(fot. Maciej Kaczanowski)
Po przerwie spowodowanej meczami reprezentacji narodowych nasi ligowy wracają do gry. A wśród nich Górnik Łęczna, który w sobotę na swoim stadionie zmierzy się w liderem tabeli – Pogonią Szczecin. Dla obu zespołów mecz ten może mieć kluczowe znaczenie w kontekście całego sezonu
W sobotę na stadionie w Łęcznej spotkają się drużyny z niemal dwóch różnych biegunów – walcząca o mistrzostwo Polski Pogoń i broniący się przed spadkiem Górnik. „Portowcy” są obecnie liderem tabeli, natomiast łęcznianie zajmują przedostatnie miejsce i ich sytuacja z kolejki na kolejkę staje się coraz trudniejsza.
„Na papierze” faworyt tego spotkania może być tylko jeden i nie będą nim gospodarze. Jednak w PKO BP Ekstraklasie co rusz dochodzi do niespodzianek, a dodatkowo pewną niewiadomą jest fakt jak na formę obu zespołów wpłynęła przerwa w rozgrywkach. Nie ma się jednak co oszukiwać – nastroje w Łęcznej nie mogą być najlepsze. Górnik, który złapał kryzys i od kilku spotkań nie potrafi poprawić dorobku punktowego w miniony piątek sparował z pierwszoligową Resovią i przegrał aż 0:4. Trener Kamil Kiereś dał w tym meczu odpocząć Maciejowi Gostomskiemu i Januszowi Golowi, a ze względu na uraz nie zagrał także Bartosz Śpiączka. Jednak mimo tych braków tak wysoka porażka musiała być powodem do niepokoju.
Kibice zielono-czarnych mają nadzieję, że drużyna wyciągnęła po bolesnej lekcji właściwe wnioski i przeciwstawi się na swoim stadionie liderowi, który nie zamierza lekceważyć niżej notowanego rywala. – Dochodzimy do takiego momentu w sezonie, że nie ma już łatwych meczów. Każdy walczy o swoje cele. Górnik u siebie jest bardzo mocną drużyną, która powstrzymała już na własnym stadionie niejednego faworyta. Musimy wyjść na to spotkanie skupieni, dać z siebie dwieście procent, narzucić swój styl gry i możliwie jak najszybciej strzelać bramki – mówi napastnik Pogoni Szczecin, Piotr Parzyszek, cytowany przez klubowy portal. – Spodziewamy się trudnego spotkania. W tej lidze każdy może pokonać każdego. Myślę, że mecz będzie bardzo ciężki – dodaje Kostas Triantafyllopoulos.

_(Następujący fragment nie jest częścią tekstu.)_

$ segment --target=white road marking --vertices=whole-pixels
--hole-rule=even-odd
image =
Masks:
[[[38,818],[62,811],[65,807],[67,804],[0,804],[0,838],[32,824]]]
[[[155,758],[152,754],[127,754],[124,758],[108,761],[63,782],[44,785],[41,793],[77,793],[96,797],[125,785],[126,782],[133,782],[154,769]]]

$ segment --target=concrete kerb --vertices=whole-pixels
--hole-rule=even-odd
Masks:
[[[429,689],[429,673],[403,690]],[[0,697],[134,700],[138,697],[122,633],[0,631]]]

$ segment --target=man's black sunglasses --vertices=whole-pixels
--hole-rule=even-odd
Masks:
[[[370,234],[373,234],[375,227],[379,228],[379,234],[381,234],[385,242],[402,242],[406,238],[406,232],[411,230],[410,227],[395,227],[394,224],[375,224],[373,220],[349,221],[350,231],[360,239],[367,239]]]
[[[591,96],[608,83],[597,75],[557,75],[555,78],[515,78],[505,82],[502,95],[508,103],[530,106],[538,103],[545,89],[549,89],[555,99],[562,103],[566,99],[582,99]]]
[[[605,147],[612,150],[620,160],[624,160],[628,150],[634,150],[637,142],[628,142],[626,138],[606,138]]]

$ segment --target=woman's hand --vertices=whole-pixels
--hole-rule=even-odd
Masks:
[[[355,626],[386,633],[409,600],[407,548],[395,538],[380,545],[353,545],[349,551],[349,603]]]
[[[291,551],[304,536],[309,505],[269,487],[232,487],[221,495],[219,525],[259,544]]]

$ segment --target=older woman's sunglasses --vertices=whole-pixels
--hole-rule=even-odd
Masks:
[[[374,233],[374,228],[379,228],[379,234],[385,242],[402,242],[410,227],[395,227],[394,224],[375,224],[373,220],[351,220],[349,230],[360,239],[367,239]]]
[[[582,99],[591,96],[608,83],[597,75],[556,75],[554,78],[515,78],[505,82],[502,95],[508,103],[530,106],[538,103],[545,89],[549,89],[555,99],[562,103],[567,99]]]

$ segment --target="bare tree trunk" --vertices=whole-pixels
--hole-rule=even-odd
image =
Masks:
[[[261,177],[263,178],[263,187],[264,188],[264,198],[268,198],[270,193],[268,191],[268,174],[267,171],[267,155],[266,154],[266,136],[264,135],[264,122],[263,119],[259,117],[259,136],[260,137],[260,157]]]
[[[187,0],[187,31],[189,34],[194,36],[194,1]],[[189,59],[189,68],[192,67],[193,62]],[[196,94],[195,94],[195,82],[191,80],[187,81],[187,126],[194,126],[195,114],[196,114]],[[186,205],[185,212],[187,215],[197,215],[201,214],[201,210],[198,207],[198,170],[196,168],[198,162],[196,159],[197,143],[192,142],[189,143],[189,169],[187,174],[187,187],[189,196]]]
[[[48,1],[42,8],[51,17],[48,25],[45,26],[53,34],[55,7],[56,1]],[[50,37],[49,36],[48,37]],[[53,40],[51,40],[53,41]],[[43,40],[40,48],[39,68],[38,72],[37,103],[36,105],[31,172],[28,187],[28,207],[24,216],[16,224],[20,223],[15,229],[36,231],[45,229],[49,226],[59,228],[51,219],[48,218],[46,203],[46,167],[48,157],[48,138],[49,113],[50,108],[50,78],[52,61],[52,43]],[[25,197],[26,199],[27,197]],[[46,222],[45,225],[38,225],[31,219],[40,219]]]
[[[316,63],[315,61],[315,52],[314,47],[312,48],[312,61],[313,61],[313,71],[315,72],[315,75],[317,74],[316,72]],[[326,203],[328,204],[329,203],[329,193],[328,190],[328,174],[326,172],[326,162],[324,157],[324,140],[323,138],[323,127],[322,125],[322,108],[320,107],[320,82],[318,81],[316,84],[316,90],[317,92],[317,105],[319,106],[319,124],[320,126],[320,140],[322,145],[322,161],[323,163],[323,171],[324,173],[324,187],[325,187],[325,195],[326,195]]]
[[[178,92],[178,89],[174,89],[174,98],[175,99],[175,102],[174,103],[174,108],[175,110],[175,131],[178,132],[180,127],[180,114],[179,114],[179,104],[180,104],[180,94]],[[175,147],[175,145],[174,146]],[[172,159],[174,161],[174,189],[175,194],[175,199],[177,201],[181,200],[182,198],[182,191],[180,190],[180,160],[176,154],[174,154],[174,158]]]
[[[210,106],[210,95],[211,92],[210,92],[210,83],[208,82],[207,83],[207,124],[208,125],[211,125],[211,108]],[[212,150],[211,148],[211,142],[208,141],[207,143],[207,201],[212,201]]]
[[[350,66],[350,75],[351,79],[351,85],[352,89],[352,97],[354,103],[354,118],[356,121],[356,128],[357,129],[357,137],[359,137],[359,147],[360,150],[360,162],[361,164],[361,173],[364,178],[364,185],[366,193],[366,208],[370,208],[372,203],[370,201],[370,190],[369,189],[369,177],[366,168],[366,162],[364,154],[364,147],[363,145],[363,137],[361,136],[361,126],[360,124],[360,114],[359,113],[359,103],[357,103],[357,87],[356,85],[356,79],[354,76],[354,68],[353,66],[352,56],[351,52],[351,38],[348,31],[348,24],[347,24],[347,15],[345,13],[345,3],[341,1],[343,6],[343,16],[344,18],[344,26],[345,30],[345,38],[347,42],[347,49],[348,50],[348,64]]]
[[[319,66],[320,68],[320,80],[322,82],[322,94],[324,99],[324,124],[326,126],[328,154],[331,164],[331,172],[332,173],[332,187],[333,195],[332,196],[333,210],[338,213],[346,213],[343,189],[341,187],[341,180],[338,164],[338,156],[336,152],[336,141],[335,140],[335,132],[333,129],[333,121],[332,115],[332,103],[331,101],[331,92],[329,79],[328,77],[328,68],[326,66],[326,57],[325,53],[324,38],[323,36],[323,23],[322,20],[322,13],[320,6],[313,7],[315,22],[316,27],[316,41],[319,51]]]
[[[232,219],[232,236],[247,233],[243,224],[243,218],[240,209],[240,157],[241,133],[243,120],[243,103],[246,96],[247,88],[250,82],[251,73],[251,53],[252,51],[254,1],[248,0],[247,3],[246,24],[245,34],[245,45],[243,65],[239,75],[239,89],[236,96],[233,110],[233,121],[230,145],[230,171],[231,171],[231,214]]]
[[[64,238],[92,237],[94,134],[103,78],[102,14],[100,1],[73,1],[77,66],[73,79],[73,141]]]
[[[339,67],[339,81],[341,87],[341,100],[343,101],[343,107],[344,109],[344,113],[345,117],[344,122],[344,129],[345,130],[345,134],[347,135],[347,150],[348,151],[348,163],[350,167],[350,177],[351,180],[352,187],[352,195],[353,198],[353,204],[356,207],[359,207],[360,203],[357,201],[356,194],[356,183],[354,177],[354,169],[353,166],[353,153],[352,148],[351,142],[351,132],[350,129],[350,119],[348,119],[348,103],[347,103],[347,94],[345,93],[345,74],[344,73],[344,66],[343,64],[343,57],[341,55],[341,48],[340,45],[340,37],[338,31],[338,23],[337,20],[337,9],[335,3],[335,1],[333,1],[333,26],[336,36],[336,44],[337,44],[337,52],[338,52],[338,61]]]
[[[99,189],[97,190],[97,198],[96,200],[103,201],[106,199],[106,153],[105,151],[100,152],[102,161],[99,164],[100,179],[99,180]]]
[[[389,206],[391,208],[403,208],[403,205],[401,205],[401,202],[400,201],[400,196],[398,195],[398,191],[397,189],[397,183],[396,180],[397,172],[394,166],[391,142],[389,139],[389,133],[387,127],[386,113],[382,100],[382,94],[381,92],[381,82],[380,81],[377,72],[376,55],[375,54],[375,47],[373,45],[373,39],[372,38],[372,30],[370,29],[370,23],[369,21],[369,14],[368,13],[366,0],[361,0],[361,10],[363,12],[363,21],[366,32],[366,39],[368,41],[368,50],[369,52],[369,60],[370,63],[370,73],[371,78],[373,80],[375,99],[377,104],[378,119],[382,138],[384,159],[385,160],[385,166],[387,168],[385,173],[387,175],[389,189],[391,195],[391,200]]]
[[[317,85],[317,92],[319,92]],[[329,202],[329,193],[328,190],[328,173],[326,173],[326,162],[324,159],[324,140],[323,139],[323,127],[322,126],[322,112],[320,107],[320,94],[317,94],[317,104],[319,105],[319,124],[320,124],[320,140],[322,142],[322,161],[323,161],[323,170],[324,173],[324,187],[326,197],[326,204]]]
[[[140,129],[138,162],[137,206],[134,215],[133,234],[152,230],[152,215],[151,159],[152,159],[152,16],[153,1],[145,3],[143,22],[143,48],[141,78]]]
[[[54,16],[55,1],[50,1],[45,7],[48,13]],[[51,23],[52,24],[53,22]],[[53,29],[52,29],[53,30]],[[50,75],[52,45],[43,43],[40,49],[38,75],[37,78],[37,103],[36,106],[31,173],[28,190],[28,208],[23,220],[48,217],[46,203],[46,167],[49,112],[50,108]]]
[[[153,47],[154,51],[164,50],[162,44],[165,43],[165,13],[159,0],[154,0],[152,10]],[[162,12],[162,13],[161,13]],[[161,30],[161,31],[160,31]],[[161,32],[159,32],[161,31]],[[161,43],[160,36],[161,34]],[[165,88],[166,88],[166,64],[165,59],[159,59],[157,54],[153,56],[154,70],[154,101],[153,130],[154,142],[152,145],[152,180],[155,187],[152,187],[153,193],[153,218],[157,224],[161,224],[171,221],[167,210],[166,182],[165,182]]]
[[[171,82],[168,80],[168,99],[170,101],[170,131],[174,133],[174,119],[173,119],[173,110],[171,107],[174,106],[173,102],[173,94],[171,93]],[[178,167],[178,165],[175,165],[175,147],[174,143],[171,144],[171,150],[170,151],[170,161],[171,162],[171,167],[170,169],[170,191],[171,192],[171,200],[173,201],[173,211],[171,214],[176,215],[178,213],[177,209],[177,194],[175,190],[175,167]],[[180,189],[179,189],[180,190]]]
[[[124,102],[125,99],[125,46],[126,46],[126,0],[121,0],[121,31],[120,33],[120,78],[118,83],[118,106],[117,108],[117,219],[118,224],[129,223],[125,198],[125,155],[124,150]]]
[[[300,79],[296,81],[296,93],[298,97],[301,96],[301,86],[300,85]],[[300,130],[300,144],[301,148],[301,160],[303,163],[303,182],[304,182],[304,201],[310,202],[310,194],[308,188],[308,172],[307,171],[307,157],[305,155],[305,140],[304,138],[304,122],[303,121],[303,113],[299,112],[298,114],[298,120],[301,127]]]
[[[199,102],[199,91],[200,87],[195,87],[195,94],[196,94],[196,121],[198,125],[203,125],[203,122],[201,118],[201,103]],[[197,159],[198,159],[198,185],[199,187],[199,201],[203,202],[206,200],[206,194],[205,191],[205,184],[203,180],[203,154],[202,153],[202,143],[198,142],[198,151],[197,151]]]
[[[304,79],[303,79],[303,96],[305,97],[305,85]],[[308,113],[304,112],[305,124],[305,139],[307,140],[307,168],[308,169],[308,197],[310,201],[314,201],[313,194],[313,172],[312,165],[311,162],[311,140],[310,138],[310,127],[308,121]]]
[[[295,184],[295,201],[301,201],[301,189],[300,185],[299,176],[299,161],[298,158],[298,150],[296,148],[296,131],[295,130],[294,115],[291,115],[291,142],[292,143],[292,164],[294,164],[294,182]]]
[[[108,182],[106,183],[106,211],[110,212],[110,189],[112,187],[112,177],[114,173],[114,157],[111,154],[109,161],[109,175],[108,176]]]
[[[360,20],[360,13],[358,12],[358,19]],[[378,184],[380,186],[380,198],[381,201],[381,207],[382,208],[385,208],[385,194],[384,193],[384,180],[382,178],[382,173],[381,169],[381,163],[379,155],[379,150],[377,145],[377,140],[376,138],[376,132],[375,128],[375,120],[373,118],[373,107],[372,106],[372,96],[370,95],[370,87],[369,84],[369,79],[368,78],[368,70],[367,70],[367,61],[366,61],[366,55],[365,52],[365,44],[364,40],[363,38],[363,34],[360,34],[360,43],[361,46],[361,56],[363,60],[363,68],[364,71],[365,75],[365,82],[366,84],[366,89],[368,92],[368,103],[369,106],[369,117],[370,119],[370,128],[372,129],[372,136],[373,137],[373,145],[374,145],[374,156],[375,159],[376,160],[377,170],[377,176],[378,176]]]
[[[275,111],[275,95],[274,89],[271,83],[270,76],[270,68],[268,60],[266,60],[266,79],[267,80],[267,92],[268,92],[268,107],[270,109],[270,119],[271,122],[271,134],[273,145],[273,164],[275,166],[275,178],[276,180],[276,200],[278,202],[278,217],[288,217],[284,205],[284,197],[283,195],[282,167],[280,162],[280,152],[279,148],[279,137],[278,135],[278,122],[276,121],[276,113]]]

W zespole z Łęcznej przed meczem z liderem nikt nie pauzuje za kartki. Do treningów z drużyną wrócił też wspomniany Śpiączka więc trener Kiereś będzie miał do dyspozycji przeciwko „Portowcom” wszystkich zawodników.
Początek sobotniego meczu w Łęcznej zaplanowano na godzinę 17.30. Spotkanie będzie można obejrzeć na antenie Canal + Sport, a także na antenie TVP Sport.